Damit können wir die wichtigsten Eckpunkte der Grundhaltung beim rationalen Denken festmachen:

  • Die Wahrheit tatsächlich wissen wollen. Nicht nur aus reiner Neugierde oder einer allgemein positiven Einstellung zur Wahrheit, sondern als bewusste Entscheidung, die nötigen Mühen auf sich zu nehmen und um die Wahrheit herauszufinden, was auch immer sie ist.
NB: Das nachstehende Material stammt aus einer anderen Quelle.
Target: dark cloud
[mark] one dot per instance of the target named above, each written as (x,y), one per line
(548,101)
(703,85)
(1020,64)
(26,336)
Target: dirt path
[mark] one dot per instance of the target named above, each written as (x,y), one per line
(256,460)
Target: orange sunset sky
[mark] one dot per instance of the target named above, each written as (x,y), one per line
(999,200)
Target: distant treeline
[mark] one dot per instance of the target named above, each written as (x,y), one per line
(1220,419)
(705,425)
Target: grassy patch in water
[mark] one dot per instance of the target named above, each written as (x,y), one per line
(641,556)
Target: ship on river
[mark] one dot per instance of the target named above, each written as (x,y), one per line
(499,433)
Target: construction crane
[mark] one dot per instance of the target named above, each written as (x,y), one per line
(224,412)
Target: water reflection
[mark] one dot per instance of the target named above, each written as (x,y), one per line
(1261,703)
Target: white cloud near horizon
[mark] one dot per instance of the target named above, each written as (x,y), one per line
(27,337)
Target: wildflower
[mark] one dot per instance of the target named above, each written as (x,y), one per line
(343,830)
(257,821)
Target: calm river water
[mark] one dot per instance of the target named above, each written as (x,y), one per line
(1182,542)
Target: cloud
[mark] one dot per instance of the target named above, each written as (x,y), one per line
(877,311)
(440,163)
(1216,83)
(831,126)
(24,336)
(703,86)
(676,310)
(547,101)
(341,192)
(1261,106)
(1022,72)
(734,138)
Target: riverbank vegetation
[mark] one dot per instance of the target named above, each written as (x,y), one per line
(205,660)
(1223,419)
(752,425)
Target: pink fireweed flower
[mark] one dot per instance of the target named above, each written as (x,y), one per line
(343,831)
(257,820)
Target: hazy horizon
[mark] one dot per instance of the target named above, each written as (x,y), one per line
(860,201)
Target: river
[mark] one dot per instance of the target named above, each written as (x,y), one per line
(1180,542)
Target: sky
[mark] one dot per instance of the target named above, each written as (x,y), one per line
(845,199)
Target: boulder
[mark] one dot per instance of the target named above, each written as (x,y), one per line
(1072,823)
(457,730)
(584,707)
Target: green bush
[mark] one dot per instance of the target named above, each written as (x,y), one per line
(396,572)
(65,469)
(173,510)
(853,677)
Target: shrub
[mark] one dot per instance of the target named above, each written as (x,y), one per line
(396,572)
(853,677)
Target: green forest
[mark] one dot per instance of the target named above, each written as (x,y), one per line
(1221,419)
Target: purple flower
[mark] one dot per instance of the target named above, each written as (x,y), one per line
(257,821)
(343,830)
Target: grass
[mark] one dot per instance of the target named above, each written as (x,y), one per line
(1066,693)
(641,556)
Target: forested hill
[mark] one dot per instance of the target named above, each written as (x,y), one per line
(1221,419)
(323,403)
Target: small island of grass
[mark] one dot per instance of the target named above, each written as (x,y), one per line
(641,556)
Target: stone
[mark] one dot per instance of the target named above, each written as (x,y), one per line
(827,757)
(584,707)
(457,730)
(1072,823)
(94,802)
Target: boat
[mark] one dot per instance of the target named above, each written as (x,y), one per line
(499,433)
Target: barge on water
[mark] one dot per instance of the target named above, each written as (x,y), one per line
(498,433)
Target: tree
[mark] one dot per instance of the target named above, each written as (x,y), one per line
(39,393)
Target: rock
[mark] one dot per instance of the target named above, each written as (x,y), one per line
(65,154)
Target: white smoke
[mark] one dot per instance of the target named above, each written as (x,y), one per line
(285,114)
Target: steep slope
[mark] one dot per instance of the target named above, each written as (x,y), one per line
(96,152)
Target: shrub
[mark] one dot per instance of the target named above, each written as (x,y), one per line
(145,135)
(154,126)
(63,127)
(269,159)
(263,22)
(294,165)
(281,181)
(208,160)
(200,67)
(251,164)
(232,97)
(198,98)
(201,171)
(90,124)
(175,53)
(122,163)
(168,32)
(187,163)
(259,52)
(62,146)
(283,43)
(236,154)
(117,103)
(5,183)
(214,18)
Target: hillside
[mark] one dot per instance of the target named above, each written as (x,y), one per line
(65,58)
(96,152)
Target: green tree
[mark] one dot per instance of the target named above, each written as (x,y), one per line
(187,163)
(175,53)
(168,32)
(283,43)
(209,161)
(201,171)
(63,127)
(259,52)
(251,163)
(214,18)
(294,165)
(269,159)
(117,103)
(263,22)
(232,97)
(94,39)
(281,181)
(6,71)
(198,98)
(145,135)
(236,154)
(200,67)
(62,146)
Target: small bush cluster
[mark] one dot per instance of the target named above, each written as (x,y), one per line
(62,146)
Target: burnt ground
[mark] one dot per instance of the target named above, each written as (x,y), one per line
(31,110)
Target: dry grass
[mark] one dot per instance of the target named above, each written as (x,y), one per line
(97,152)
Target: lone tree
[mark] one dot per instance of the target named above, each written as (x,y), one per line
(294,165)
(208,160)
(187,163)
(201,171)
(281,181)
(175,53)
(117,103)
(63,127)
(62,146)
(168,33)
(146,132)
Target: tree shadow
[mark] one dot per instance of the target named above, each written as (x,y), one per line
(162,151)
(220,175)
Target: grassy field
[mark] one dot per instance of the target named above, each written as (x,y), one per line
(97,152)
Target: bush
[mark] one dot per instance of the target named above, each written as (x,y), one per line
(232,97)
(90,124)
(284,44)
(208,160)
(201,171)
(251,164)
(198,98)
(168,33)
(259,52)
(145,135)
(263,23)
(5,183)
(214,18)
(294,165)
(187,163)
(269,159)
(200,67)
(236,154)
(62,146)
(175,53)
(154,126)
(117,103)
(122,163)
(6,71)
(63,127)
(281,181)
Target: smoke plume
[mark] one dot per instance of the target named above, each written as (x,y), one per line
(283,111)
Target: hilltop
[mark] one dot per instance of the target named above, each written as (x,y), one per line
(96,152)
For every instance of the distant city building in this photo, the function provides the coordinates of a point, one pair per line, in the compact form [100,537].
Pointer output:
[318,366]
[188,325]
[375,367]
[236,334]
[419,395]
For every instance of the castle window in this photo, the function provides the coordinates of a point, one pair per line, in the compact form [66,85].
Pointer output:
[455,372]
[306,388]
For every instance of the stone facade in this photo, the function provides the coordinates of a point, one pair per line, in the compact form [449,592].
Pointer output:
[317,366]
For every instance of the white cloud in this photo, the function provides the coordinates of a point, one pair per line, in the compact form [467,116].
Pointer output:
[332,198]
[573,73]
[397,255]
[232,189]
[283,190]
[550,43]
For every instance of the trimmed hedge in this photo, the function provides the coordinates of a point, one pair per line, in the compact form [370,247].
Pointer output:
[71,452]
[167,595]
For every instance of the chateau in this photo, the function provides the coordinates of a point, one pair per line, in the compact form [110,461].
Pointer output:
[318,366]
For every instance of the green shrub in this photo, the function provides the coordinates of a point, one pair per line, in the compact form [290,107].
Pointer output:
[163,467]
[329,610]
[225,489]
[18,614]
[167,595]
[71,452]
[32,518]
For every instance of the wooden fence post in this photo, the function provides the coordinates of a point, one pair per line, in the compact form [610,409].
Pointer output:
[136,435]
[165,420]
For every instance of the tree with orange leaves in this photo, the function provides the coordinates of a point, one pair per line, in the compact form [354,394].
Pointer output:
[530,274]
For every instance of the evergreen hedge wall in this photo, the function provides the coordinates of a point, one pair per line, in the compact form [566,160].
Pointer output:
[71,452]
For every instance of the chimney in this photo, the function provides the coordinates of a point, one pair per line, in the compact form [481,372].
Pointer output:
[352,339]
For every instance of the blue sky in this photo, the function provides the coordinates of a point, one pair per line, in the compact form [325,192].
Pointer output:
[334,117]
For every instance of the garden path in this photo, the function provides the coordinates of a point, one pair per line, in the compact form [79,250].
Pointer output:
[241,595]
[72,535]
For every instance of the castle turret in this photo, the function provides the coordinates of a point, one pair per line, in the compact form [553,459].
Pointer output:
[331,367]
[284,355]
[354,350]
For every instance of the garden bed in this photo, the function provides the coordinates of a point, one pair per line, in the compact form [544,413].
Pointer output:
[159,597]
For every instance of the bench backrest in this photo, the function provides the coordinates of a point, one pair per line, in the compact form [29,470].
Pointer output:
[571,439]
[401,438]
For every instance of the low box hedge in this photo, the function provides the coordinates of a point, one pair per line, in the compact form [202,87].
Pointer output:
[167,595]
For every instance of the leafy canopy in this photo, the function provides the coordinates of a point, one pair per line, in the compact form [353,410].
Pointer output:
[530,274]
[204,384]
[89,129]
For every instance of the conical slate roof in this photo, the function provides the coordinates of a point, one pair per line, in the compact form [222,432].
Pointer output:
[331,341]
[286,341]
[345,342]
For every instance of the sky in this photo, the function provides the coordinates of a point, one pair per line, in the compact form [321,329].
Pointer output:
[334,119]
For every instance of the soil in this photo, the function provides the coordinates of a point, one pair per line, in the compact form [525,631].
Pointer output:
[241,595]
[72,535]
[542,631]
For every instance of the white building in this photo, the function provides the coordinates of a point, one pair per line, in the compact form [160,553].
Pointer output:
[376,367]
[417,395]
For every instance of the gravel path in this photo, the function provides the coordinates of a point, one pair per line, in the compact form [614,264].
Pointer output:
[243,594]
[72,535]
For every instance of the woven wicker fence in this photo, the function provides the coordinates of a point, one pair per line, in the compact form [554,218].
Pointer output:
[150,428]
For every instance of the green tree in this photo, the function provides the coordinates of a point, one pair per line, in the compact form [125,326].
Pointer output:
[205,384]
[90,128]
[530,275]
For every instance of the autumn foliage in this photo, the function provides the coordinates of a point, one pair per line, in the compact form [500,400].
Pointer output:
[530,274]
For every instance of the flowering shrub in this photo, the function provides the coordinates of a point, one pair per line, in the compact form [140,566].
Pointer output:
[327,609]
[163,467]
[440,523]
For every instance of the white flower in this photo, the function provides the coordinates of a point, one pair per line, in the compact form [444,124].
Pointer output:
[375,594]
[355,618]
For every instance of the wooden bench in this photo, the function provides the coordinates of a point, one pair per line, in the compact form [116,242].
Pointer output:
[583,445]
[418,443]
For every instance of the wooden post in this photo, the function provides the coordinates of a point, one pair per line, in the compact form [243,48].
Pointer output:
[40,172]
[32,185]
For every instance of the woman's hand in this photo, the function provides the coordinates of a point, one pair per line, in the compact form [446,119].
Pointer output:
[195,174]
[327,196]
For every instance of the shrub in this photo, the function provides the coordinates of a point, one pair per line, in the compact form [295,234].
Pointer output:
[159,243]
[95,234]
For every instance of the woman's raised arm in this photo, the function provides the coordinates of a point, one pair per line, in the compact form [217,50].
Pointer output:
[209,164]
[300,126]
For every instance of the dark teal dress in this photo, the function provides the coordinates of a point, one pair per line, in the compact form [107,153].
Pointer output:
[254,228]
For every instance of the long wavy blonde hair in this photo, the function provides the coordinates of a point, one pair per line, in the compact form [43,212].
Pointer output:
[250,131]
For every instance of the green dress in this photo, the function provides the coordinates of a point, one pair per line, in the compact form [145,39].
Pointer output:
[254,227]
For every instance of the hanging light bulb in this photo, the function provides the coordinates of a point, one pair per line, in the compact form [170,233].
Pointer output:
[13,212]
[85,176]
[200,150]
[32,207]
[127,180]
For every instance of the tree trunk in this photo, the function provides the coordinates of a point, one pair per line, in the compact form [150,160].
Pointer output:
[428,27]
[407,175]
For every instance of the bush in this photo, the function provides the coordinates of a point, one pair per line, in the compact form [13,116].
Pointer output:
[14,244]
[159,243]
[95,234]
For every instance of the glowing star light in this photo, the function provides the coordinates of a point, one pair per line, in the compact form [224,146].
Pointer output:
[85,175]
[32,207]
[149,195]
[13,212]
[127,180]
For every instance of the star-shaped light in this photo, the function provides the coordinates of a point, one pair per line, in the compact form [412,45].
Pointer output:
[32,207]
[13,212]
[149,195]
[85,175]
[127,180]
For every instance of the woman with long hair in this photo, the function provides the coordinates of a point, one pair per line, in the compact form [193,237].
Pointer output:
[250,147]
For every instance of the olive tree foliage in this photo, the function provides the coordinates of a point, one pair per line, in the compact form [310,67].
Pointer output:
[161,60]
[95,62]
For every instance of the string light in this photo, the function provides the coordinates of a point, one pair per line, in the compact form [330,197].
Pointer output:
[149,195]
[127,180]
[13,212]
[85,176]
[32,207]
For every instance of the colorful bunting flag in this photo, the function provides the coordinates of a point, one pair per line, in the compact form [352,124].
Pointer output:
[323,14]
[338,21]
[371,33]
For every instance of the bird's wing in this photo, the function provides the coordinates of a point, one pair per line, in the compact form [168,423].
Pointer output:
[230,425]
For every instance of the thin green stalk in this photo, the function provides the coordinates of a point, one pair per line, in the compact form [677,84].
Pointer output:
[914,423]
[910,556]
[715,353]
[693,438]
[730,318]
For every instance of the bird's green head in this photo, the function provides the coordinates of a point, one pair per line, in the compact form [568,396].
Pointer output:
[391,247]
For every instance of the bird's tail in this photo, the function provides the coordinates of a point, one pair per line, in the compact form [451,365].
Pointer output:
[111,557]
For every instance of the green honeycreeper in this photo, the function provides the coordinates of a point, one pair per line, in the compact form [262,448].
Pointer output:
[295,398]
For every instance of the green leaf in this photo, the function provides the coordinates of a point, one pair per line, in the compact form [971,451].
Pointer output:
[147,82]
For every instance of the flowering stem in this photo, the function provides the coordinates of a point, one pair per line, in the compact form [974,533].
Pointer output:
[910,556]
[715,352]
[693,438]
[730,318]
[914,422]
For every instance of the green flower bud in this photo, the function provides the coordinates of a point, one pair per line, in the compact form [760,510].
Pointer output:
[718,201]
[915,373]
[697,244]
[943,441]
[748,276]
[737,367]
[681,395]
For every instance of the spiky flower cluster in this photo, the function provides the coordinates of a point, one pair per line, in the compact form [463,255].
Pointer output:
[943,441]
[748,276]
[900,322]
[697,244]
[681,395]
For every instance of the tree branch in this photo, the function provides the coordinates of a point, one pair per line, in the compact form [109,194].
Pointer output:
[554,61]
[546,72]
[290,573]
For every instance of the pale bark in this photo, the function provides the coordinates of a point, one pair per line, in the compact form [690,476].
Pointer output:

  • Den Beweisen folgen, nicht der Vorstellung. D.h. ausführlichen Erzählungen nicht deswegen mehr Glaubwürdigkeit beimessen, weil sie besser vorstellbar sind. Sondern vorurteilsfrei an die beobachteten Tatsachen herantreten und von dort die Ereigniskette zurückverfolgen ohne sich bereits vorher ein Bild gemacht zu haben, wohin diese führen wird.
  • Aufmerksamkeit gegenüber dem Eigenen Denkprozess. Denken läuft unbewusst ab. Das Bewusstsein wird normalerweise nur über das Ergebnis informiert. Fokussieren auf den Denkprozess führt dazu, dass die Zwischenschritte offen gelegt werden und kritisch hinterfragt werden können.

Diese drei Fähigkeiten müssen immer wieder einstudiert werden, damit sich unser Gehirn daran anpassen kann. Gerade alltägliche Situationen eignen sich dazu besonders. Zum Beispiel kann man sich beim Einkaufen überlegen, ob man die Waren im Einkaufswagen auch tatsächlich haben will. Zunächst muss man sich entschließen, die Wahrheit auch dann wissen zu wollen, wenn man vor sich eingestehen muss, sich von Werbung, Gewohnheit oder Bequemlichkeit täuschen gelassen zu haben. Dann folgt man den Beweisen: Was habe ich gedacht, als ich diese Waren in den Wagen gelegt habe? Habe ich Alternativen erwogen? Habe ich einen Einkaufzettel? Bin ich gerade hungrig? Und so weiter. Dabei übt man Aufmerksamkeit gegenüber dem eigenen Denkprozess um Kurzschlüsse im Denken, wie z.B. ich habe die Ware gekauft, also wollte ich sie, zu erkennen und zurückzuweisen.